# Now Playing List Slow/Empty



## Knocka (May 11, 2002)

I just installed a Zippered disc in a DirecTv Tivo (DSR-704). I was able to connect to the Tivo using Telnet. But, I do not have a permanent connection to the Internet for my TiVo. 

I have searched and read all the posts (here any elsewhere) talking about how to solve this problem, but frankly do not understand how to edit the files that are discussed. I know that I installed Joe as a text editor when I ran tweak.sh.

Can someone give me instructions on what I need to do to make the NPL list work properly without an internet connection, but still allow full connectivity when I do plug the TiVo into the Internet. I want to be able to plug it in when I am going away, for example.

Thanks.


----------



## JWThiers (Apr 13, 2005)

Knocka said:


> I just installed a Zippered disc in a DirecTv Tivo (DSR-704). I was able to connect to the Tivo using Telnet. But, I do not have a permanent connection to the Internet for my TiVo.
> 
> I have searched and read all the posts (here any elsewhere) talking about how to solve this problem, but frankly do not understand how to edit the files that are discussed. I know that I installed Joe as a text editor when I ran tweak.sh.
> 
> ...


I don't remember the files that need editing but since you do i'll tell you in general terms. To edit the files discussed first Change directories to the one that the file is located, for example if you want to edit the /etc/rc.d/rc.sysinit.author file, you would *type cd /etc/rc.d*. Next you need to set your tivo to read/write mode. If you used zipper type *rw*. Next edit the file using joe by typing in my example *joe rc.sysinit.author*. edit the file as required and save and exit. If you type *ctrl+k then h* you get a help screen to save press *ctrl+k then x*. when done editing files go back to read only mode by typing *ro*. for more info check the zipper wiki here. Basically edit the /etc/hosts file to include your DNS server (usually your router) additionally you might include your other tivo's to resolve them faster. This should be done on all tivo's.
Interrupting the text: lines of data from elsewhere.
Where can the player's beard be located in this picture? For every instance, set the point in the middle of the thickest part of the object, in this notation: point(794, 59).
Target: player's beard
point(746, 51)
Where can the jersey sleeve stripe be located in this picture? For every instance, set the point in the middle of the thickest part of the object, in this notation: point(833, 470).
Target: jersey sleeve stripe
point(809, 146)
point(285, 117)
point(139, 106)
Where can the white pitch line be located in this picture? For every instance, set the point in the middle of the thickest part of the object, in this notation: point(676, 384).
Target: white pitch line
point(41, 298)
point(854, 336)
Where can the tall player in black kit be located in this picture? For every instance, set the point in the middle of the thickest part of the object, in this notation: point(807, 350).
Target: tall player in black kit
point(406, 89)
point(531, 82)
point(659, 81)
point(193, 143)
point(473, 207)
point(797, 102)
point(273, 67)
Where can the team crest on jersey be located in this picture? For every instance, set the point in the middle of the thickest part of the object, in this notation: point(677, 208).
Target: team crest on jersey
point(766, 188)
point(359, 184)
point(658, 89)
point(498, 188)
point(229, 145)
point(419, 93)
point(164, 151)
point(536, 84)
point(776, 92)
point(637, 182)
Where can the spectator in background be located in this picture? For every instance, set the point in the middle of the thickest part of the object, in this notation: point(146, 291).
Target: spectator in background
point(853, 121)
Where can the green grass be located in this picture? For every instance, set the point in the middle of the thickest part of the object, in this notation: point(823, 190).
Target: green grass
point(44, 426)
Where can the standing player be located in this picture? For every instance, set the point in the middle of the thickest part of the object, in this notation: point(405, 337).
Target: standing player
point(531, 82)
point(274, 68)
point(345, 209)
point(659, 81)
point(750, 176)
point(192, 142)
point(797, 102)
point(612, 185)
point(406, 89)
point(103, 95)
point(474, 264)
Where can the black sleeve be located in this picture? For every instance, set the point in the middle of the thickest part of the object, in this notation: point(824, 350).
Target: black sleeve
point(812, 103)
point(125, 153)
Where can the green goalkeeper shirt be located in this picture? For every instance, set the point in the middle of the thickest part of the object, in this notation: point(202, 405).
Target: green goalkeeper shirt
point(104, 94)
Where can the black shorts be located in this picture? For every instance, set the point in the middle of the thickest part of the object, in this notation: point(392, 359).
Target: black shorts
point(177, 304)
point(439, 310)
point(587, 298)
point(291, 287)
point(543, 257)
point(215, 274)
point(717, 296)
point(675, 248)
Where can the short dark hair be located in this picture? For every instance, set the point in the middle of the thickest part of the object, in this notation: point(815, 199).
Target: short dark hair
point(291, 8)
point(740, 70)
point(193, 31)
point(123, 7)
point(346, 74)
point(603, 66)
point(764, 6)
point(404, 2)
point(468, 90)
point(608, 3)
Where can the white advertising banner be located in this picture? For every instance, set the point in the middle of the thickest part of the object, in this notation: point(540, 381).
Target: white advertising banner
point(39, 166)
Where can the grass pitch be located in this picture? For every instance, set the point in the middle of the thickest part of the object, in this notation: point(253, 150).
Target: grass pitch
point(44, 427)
I'm not sure if this works if you are not connected all the time to your router, because you need to have a valid DNS for it to resolve names, No valid DNS might mean you have to wait or delete the DNS in the hosts file. The only thing I think you will miss is updating directly from your tivo, but you can get around that by downloaded the latest enhancement script and copying the rbautch_files.tgz to /hacks and rerunning tweak.


----------



## sk33t3r (Jul 9, 2003)

I think you can set the dns to 0.0.0.0 as well, But go to teh site JW said.


----------



## JWThiers (Apr 13, 2005)

That works to, in that you get an unable to resolve the DNS site and it continues The problem is he wants it both ways, to be able to resolve DNS, but not be connected all the time. I don't think that is a possibility.


----------